After preamplification, the sample is divided into aliquots, using some automatic or robotic loading system that usually is platform dependent, and is analyzed in singleplex qPCRs. qPCR replicates are generally not performed, since they add to the cost of the experiment and do not really improve precision, since the reproducibility of qPCR generally is very high. Rather, qPCR replicates may compromise precision if the preamplified cDNA has to be divided into a larger number of aliquots, since this will increase sampling ambiguity.
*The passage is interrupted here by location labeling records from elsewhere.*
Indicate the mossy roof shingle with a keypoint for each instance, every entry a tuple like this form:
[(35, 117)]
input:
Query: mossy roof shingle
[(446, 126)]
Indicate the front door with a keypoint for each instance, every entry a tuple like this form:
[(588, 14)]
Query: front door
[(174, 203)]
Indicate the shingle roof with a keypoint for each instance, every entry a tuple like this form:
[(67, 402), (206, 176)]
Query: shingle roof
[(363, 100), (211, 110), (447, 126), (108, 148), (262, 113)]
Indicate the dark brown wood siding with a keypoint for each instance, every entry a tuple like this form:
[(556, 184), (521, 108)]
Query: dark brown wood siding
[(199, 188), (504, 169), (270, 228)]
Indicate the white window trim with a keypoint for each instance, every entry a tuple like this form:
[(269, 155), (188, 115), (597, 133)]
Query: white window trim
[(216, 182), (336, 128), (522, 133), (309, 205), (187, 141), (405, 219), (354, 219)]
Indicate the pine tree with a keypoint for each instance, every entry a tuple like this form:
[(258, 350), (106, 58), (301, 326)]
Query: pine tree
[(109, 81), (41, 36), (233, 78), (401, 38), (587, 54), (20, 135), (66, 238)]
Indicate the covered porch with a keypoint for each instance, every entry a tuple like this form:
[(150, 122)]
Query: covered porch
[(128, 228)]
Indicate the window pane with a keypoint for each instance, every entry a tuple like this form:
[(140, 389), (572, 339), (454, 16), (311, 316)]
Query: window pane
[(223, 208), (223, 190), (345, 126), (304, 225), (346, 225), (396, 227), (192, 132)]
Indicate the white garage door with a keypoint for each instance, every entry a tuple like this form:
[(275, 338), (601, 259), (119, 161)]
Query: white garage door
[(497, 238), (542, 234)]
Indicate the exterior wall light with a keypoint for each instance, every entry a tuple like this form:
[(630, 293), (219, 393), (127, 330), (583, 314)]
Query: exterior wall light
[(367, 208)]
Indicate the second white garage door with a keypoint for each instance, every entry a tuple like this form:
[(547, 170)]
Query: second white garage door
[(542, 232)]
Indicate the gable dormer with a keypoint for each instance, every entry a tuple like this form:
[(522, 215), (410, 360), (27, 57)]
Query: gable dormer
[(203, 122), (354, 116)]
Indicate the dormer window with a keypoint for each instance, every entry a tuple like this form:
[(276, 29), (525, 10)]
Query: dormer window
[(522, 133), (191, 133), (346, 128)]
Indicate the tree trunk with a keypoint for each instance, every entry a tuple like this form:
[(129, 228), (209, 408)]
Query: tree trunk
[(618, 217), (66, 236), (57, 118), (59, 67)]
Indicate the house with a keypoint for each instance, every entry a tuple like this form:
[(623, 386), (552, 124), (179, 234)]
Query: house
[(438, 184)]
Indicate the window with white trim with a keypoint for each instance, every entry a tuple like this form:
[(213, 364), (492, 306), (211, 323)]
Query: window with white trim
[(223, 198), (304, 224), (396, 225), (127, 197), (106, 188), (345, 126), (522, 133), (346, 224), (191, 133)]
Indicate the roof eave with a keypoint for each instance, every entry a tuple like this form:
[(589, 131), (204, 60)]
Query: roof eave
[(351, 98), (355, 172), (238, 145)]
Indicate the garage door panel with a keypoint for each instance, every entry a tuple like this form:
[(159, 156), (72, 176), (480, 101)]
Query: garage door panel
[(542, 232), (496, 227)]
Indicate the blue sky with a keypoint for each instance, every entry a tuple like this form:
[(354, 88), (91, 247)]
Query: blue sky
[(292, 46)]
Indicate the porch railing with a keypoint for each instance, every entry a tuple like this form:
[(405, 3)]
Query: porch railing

If there is space on the qPCR platform, then it is better to analyze more cells than running technical replicates Citation[33]. The qPCR assays can be either dye or probe based. Probes have the advantage that the interference from primer–dimer signals is suppressed. However, Cq values of probe-based assays can be compromised by the presence of primer–dimer products even when these are not seen due to competition for reagents Citation[34].

Normalization & data analysis

Data should not be normalized. Rather, cells shall be compared based on the data as measured, which is equivalent to normalization per cell. This is the far most intuitive way to compare expression data for single cells. One should absolutely not normalize to any kind of house-keeping genes or presumed reference genes, since the burst kinetic described above gives rise to seemingly uncorrelated variations between randomly selected genes and any such normalization would mess up the data, resulting in gibberish Citation[23].

For most cell types, the experimental protocol is highly reproducible, and corrections for yield variations are not needed Citation[2,29,31]. Most challenging are cells with high lipid content, such as adipocytes and oocytes that typically require an extraction protocol based on washing, which may lead to losses. For those cells, the protocol should be validated using a spike, preferably an artificial RNA with A-tail and 5′-cap to mimic the behavior of native mRNA Citation[35]. Optimally, the spike is microinjected into the cell, in which case, it reflects also the extraction yield.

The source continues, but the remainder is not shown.